Blocchi stradali
18 Gennaio 2006
La questione si ripropone in questi giorni, per il rinnovo del contratto dei metalmeccanici.
Teniamo però presente che si tratta di un 1.500.000 di lavoratori che hanno diritti da tutelare e per questo sono scesi in piazza, bloccando treni e autostrade.
Il punto fondamentale non è se i blocchi sono legali o no, perché la risposta è scontata.

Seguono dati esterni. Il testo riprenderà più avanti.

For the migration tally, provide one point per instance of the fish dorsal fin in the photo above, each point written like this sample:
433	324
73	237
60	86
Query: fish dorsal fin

Il nodo vero è che la triplice sindacale non ce la fa più a tutelare i lavoratori e questi sono costretti a fare quello che non dovrebbero.
Aggiungiamo che comunque i contratti andrebbero discussi almeno sei mesi prima della scadenza, non dopo che sono scaduti così da accontentarsi delle “una tantum” per sanare in ritardo il vuoto contrattuale verificatosi.
Vi è poi da sottolineare che ormai le relazioni industriali sono sempre più difficili e le aziende sempre più in crisi, a causa dei costi dell’energia, di telefono, gas, costi bancari, oltre al “modus operandi” da tagliatori di teste che imperano nelle aziende, come se i lavoratori non fossero indispensabili!
E’ il sistema Italia che è in crisi e non ne viene fuori poiché ogni categoria ragiona in termini settoriali e corporativi, non esiste un progetto complessivo, si va avanti tagliando costi e personale,
occorre fare sistema e qualche passo indietro tutti, non solo i lavoratori che non ce la fanno più a vivere.